Leslie retourne à.. (131)

   Leslie retourne à New-York dans quelques heures. Il est resté plus de temps que prévu, il faut qu’il parte. Ces quelques jours ensemble ont passé si vite. Leslie me promet de revenir très bientôt, on s’écrira, on gardera le contact. Avant de le conduire à l’aéroport, il prend quelques photos de moi sur la plage, puis on s’attarde encore un peu sur Ocean Front walk. Je dépose Leslie au terminal, et repars aussitôt. Le vague à l’âme, je m’en retourne vers Venice et mon avenir incertain. Il faut que je me remette à l’ouvrage, j’ai tout dépensé, je n’ai plus un rond. J’ai laissé tomber le travail de modèle chez Jerry qui devenait vraiment trop pénible, et à l’académie, je ne me suis fait remballer pour absence. Je passe chez Dan, voir si il a besoin de moi. Il vient d’engager une nouvelle, il me fera signe en cas de pépin. En sortant du resto, je croise Michaël, le type qui vient prendre ses petits déj chaque matin, il s’approche et dit:
   -Salut, comment vas-tu, cela fait un bail? Tu ne travailles plus ici?
  -Plus vraiment, je fais des remplacements de temps à autre, à propos, toi qui habites le coin, tu ne connaîtrais pas un studio à louer? 

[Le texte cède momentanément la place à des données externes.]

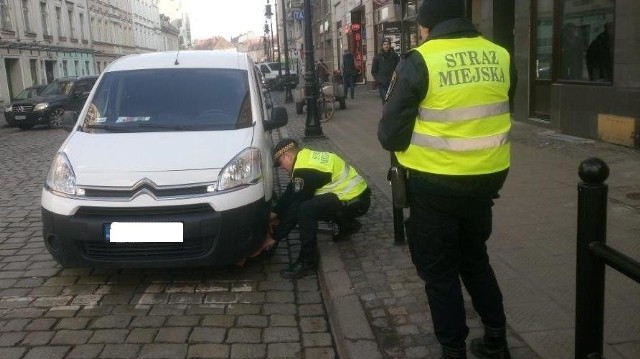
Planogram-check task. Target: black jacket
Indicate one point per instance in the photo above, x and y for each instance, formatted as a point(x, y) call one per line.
point(395, 129)
point(383, 65)
point(349, 65)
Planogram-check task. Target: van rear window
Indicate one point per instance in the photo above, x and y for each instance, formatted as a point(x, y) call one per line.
point(170, 100)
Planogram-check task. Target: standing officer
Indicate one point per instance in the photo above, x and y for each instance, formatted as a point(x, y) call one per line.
point(447, 119)
point(384, 62)
point(322, 187)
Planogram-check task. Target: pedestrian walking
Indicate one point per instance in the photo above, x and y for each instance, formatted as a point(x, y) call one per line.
point(322, 71)
point(384, 63)
point(349, 73)
point(447, 120)
point(322, 187)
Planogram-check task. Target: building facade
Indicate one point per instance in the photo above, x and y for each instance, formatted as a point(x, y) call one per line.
point(578, 61)
point(41, 40)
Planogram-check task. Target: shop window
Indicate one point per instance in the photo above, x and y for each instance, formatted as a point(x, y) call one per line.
point(587, 40)
point(544, 39)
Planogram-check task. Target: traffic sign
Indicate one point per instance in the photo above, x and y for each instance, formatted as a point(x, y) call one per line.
point(297, 14)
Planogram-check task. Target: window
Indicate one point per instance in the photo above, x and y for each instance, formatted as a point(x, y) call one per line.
point(44, 18)
point(196, 100)
point(5, 15)
point(81, 19)
point(25, 16)
point(72, 30)
point(59, 22)
point(544, 39)
point(587, 40)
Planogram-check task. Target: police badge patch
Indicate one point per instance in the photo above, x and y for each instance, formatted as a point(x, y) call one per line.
point(298, 183)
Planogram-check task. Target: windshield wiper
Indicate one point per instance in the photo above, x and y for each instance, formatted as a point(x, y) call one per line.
point(109, 128)
point(161, 126)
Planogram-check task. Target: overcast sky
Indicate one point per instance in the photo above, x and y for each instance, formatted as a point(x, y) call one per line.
point(226, 18)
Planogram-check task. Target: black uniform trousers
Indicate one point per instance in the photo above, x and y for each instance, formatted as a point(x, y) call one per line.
point(447, 238)
point(325, 207)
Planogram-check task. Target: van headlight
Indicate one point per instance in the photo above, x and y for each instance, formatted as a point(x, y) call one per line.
point(41, 106)
point(242, 170)
point(61, 177)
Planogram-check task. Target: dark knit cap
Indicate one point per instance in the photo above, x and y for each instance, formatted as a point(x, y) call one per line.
point(283, 146)
point(433, 12)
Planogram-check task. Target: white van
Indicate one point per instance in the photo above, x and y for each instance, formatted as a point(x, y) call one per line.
point(169, 164)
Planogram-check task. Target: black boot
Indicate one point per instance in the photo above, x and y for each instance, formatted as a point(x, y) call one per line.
point(454, 353)
point(298, 269)
point(493, 345)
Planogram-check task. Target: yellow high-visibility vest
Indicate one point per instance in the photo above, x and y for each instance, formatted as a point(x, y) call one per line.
point(346, 183)
point(463, 124)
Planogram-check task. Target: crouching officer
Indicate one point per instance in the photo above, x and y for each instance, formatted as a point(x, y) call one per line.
point(322, 187)
point(447, 120)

   Je le vois hésiter un instant, puis, timidement dit:
  -Tu peux venir chez moi, j’ai une chambre inoccupée, si cela peut te dépanner, tu es la bienvenue!

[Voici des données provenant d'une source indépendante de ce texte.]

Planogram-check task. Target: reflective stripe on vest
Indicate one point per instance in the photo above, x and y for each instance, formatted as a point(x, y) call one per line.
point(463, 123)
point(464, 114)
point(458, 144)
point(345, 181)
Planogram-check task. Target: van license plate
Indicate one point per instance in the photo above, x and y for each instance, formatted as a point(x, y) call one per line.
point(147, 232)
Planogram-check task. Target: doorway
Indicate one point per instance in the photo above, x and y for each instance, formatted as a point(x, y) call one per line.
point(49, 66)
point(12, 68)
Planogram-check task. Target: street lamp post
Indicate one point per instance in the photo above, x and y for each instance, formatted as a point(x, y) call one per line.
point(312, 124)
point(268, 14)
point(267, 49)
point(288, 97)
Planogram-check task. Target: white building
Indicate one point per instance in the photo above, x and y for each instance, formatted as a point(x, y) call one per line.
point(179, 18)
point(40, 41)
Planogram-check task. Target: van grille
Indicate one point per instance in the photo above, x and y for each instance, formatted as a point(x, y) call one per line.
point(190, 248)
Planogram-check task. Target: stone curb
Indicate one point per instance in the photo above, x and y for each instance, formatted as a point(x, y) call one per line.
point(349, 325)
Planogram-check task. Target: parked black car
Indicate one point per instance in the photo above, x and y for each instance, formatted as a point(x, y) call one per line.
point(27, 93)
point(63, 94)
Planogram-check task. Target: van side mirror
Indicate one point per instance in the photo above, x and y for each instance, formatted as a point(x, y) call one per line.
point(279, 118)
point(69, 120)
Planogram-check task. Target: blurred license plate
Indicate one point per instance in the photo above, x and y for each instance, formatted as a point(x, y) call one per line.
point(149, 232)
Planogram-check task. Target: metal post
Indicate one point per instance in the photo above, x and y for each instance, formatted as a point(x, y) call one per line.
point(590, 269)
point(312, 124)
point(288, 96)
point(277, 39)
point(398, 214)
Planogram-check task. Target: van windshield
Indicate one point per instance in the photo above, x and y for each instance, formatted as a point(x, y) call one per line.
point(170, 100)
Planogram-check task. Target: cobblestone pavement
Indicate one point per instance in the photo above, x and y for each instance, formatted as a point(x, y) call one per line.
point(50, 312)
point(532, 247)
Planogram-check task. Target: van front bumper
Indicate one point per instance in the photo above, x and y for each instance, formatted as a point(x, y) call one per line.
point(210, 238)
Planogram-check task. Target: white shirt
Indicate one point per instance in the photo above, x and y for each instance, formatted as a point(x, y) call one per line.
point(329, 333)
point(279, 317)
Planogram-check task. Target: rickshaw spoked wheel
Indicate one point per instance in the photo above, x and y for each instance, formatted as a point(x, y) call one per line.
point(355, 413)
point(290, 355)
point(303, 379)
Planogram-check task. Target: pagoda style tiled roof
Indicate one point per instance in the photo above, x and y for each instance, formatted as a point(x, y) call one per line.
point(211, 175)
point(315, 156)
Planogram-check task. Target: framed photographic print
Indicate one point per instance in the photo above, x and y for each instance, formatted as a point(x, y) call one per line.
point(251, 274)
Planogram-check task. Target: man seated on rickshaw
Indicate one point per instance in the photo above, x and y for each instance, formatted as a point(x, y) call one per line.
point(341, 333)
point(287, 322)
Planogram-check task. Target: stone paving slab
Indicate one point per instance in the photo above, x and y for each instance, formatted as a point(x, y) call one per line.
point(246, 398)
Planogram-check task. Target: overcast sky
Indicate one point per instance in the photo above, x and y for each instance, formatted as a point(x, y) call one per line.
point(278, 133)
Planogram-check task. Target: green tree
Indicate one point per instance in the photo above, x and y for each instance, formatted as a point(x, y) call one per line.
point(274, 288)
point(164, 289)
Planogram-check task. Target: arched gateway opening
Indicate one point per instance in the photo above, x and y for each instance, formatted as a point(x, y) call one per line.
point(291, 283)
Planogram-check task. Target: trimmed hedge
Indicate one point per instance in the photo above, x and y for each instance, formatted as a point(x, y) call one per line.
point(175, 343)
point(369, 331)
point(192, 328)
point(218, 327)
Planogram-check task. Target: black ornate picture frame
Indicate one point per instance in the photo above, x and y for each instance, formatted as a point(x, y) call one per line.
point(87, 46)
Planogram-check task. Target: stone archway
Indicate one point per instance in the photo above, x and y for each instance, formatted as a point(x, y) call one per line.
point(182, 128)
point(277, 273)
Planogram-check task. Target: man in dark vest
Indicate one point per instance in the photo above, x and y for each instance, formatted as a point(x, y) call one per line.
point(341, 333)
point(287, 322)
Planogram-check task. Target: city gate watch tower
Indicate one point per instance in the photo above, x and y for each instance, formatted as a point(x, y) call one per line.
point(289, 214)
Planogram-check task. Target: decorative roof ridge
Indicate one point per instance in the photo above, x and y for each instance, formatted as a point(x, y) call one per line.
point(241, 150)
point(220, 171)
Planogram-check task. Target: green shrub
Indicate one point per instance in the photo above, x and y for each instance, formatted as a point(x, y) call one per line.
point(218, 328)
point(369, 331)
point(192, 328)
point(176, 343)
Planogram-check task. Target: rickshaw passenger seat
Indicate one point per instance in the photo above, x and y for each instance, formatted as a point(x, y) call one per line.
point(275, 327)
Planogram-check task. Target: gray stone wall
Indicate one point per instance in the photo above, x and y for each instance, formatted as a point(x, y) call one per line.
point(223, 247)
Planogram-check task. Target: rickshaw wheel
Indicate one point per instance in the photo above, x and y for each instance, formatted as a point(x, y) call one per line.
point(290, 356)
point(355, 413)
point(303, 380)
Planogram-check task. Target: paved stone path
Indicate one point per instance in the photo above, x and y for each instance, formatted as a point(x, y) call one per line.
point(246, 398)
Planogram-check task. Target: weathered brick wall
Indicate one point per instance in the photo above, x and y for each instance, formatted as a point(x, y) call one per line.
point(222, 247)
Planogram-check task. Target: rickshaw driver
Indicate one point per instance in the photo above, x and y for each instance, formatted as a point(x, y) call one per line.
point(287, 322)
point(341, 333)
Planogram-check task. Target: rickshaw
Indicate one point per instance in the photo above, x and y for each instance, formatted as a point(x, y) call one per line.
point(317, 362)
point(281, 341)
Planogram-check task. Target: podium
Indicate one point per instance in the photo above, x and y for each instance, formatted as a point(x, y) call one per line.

   Je n’en crois pas mes oreilles, la Providence est encore au rendez-vous! Je n’hésite pas et lui réponds que si ça va pour lui, je m’amène demain, n’ayant pas grand chose à déménager. Michaël semble ravi, et me propose de venir m’aider dans la matinée pour transporter mes affaires. Son appartement est situé dans une ruelle parallèle à Ozone street, à côté du parking lot où je gare ma Chevi, à une centaine de mètres de ma piaule. Je le remercie, on se fait la bise. Je rentre aussitôt pour empaqueter mon barda, ce qui ne me laisse pas le temps d’avoir le mouron! Je trie et jette le plus possible pour ne pas m’encombrer de choses inutiles. Je téléphone de la cabine en bas de la rue à mon proprio pour lui dire que je me taille. Il passera demain matin à la première heure pour reprendre les clefs et vérifier si je n’ai pas fait trop de dégâts. Vers une heure du mat je m’endors d’un sommeil profond après avoir tout rangé et nettoyé pendant toute la soirée.

lundi 12 septembre 2011

Dès le retour de... (130)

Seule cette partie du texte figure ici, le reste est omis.